Gerichtsurteil zum Kükenschreddern: Profitstreben siegt über Tierschutz
Das millionenfache Töten von männlichen Küken bleibt erlaubt. Eine enttäuschende Entscheidung. Ein Kommentar.
Alle Küken sind klein, gelb, flauschig und süß, aber die männlichen unter ihnen sind darüber hinaus zu nichts zu gebrauchen. Damit haben sie eine große Frage zurück auf die Agenda gebracht. Die Frage nach dem „vernünftigen Grund“.
Ohne „vernünftigen Grund“ dürfe niemand einem Tier „Schmerzen, Leiden oder Schäden zufügen“. So steht es im Tierschutzgesetz – und dass getötet werden ein Schaden ist, wird niemand bestreiten.
Nun werden aber männliche Küken in ungeheuerlichen Größenordnungen ums Leben gebracht, und der „vernünftige Grund“ ist das Geschäftsmodell der Täter. Ob das mit dem Tierschutzgesetz zu vereinbaren ist, darüber musste nach Klagen von zwei Hühnerproduzenten aus NRW das Bundesverwaltungsgericht entscheiden – und ließ mit seinem Urteil die Gelegenheit ungenutzt, einen Pflock zugunsten des Tierwohls einzurammen.

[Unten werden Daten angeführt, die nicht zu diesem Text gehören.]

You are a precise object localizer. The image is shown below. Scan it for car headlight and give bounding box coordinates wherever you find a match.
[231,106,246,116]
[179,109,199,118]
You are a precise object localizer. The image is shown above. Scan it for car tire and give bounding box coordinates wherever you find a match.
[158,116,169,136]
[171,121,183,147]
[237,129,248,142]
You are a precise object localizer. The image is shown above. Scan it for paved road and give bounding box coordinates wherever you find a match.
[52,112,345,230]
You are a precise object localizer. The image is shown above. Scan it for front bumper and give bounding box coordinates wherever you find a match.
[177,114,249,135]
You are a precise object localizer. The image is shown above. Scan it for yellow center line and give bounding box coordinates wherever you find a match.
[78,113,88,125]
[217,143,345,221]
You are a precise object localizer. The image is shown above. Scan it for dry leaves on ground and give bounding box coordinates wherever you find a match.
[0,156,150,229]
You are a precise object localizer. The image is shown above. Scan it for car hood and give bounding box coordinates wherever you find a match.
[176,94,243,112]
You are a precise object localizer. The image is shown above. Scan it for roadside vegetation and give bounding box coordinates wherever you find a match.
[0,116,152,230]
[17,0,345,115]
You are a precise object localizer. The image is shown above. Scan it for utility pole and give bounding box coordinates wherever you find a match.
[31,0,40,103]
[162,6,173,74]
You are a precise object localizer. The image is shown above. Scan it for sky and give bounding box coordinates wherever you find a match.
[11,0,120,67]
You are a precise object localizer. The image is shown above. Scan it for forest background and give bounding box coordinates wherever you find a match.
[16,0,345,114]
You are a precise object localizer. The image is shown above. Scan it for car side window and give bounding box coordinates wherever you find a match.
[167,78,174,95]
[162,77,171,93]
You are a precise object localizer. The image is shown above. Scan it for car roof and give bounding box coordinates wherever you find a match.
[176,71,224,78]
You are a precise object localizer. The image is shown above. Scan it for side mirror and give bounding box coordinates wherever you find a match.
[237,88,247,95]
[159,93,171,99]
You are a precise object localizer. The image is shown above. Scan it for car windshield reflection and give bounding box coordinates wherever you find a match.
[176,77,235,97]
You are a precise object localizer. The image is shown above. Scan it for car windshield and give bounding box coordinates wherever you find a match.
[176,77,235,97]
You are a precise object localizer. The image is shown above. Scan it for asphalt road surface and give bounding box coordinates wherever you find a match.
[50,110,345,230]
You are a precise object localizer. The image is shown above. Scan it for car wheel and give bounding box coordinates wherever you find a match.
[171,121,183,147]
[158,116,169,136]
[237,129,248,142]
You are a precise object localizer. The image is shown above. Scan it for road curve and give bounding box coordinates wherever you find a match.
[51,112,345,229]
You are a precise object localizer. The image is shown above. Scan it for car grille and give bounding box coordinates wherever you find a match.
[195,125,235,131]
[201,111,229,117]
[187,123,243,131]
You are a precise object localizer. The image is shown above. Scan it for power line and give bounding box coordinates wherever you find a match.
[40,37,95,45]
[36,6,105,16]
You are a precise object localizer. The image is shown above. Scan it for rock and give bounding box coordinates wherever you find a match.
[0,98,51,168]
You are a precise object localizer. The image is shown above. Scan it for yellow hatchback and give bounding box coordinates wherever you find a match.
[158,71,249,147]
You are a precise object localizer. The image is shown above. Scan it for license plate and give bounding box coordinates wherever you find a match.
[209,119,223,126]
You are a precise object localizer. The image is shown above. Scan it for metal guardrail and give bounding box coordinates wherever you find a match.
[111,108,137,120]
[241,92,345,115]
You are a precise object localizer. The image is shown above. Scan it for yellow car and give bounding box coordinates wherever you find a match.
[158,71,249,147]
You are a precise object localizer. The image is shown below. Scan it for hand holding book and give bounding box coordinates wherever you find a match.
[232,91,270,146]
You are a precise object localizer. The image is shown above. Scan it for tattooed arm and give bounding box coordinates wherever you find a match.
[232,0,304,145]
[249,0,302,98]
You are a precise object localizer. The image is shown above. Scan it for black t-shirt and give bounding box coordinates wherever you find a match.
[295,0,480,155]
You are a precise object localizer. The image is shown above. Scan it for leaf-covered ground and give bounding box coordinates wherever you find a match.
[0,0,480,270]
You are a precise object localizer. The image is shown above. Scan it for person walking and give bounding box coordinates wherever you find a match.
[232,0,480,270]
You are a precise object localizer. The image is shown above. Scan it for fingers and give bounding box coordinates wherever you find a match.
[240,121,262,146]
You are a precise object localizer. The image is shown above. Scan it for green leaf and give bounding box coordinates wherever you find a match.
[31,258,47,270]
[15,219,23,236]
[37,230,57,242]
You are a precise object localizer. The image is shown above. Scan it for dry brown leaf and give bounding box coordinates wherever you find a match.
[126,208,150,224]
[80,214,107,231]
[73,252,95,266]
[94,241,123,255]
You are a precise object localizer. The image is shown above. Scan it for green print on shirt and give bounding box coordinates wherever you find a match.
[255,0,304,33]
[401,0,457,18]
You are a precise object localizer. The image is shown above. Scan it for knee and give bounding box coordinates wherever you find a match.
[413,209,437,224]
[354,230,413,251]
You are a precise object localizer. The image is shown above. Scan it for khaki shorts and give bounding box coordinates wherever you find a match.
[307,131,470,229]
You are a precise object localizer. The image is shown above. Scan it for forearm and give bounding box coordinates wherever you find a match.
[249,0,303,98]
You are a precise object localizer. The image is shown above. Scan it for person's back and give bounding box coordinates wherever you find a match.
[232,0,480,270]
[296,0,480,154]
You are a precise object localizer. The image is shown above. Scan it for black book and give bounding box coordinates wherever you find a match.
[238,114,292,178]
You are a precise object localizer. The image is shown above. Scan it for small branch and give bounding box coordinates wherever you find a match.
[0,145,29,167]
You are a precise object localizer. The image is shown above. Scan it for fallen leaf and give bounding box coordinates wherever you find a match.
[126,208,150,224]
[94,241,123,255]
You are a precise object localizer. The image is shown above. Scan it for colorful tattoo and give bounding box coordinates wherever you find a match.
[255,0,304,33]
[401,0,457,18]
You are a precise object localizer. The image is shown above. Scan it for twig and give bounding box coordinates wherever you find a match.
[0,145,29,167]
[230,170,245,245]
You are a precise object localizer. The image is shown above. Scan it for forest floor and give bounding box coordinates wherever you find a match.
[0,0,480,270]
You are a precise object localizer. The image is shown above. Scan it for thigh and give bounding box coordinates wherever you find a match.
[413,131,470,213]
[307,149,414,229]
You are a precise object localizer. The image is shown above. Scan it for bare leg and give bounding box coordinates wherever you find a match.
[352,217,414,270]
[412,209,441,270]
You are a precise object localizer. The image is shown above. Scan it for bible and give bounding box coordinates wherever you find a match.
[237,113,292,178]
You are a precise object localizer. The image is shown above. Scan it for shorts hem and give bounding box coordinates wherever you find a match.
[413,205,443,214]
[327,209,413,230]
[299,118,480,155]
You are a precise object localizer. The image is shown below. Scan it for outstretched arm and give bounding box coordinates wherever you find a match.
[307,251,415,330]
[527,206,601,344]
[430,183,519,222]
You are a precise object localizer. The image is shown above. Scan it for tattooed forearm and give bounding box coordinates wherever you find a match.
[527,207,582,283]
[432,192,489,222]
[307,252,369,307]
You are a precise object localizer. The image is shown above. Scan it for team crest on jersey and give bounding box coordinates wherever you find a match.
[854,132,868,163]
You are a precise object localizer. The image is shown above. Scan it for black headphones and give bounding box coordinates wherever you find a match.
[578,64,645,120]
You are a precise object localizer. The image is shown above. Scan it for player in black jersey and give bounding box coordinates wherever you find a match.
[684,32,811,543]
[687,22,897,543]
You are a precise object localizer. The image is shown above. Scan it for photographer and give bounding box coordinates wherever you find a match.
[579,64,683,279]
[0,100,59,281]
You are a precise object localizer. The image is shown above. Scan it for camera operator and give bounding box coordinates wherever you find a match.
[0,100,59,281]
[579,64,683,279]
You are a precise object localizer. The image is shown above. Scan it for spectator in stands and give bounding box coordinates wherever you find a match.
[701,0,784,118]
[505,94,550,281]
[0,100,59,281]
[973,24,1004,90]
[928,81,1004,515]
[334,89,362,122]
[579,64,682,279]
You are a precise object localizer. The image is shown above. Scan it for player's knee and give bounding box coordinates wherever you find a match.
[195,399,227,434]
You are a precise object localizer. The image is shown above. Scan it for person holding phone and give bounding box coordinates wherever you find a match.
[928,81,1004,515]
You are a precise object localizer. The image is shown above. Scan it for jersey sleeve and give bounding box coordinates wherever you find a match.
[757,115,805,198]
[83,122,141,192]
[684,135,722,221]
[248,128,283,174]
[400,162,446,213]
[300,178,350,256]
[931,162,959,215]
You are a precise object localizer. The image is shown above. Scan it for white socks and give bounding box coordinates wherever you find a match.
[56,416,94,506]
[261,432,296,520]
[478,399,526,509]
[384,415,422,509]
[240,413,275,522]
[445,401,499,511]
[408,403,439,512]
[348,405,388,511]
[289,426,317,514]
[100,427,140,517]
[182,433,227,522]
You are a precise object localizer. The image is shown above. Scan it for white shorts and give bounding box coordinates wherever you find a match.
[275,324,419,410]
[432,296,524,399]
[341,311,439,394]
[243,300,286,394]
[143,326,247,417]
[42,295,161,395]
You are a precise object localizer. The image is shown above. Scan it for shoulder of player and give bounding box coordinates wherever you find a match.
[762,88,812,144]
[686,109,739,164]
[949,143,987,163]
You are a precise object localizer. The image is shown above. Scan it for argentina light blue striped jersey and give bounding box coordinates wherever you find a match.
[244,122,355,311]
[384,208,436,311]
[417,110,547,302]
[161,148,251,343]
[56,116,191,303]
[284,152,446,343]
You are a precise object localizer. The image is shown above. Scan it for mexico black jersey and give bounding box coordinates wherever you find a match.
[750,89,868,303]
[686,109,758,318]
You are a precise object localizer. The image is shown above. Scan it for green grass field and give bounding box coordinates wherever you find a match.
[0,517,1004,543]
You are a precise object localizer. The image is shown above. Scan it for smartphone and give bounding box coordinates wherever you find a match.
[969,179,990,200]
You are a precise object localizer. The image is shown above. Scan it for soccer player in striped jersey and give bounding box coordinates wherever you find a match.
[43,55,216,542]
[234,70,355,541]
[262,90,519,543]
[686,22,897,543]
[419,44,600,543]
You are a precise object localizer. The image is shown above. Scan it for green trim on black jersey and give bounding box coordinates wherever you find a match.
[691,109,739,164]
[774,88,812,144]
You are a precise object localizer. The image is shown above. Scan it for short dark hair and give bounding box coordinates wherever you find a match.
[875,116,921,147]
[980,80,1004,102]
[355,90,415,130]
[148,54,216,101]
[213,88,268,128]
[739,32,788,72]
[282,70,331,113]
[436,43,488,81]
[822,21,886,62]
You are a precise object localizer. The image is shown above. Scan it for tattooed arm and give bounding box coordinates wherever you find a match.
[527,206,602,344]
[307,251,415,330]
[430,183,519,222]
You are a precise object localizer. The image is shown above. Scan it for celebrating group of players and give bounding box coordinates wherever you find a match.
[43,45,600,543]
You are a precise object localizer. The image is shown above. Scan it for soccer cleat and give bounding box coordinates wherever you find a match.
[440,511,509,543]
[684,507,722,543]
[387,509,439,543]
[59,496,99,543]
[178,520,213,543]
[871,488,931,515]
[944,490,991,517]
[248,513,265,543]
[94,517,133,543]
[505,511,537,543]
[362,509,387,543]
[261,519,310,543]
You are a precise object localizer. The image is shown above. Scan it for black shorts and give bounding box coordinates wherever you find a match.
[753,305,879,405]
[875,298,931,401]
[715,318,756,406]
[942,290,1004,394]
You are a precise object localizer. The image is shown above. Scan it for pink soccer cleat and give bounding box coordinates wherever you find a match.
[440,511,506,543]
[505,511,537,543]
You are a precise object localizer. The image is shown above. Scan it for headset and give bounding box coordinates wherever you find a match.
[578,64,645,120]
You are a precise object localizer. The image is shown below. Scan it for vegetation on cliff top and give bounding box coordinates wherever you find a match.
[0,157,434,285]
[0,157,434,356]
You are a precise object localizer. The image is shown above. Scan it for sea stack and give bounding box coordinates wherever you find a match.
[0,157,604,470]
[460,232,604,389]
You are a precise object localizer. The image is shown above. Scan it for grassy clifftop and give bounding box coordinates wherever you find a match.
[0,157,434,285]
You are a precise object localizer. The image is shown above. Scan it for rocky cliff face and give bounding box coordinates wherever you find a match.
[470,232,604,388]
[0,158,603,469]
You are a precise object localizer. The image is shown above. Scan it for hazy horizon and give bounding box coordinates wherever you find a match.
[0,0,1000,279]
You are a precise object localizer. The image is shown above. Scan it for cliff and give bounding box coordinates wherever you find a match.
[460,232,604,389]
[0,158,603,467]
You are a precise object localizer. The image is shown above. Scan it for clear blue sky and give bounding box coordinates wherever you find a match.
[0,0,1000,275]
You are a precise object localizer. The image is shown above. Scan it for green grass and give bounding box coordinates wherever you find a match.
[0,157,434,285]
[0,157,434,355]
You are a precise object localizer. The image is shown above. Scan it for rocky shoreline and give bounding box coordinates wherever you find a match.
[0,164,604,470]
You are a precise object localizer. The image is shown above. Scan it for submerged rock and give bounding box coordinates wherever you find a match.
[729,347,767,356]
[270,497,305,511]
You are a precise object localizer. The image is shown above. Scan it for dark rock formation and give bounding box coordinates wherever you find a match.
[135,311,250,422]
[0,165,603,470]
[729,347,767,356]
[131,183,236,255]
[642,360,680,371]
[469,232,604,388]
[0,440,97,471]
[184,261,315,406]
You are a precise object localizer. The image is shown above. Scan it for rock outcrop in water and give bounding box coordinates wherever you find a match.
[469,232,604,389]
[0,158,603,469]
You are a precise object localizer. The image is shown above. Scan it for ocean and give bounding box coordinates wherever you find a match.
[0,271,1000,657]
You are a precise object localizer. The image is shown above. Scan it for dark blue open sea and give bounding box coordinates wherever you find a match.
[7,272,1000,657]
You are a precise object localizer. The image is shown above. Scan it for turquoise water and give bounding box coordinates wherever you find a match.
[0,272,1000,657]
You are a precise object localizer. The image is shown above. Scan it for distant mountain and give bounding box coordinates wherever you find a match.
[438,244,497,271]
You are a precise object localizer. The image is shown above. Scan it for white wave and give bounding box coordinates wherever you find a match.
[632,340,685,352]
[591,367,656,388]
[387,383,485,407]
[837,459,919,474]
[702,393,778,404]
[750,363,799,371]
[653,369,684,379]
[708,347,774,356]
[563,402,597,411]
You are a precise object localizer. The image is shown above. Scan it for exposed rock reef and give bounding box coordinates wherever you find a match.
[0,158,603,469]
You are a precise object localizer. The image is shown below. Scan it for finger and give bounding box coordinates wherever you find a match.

Haarsträubende Methoden werden ernsthaft diskutiert
Die bisherige Praxis darf demnach fortgesetzt werden. Die Richter setzen darauf, dass Besserung in Sichtweite sei: weil die technischen Möglichkeiten, das Kükengeschlecht bereits nach wenigen Bruttagen im Ei festzustellen, allmählich Marktreife erlangen könnten. Das ist eine optimistische Einschätzung. Sie wurde nicht mal mit einer Frist versehen.
Es geht also vorerst weiter wie bisher: Männliche Küken, die für Legehennenzüchter nutzlos sind, werden am Fließband aussortiert und dann geschreddert oder vergast. Das ist als individuelles Küken-Schicksal so betrüblich wie alles andere, was Tiere, die Teil der Lebensmittelindustrie sind, als Existenzperspektive erwarten dürfen. Daran hat der Umstand, dass Tierschutz seit 2002 als Staatsziel im Grundgesetz steht, nichts geändert.
Die Agrarindustrie hat es geschafft, dass auch ihre teils haarsträubenden Arbeitsmethoden ernsthaft als wirtschaftliche Notwendigkeit eingestuft und diskutiert wurden und werden. Neben dem Töten männlicher Küken sind das die betäubungslose Kastration männlicher Ferkel, die Schlachtviehtransporte via Lkw über lange Strecken, oder die generell nicht artgerechten Haltungsbedingungen ohne frische Luft und Weidegang.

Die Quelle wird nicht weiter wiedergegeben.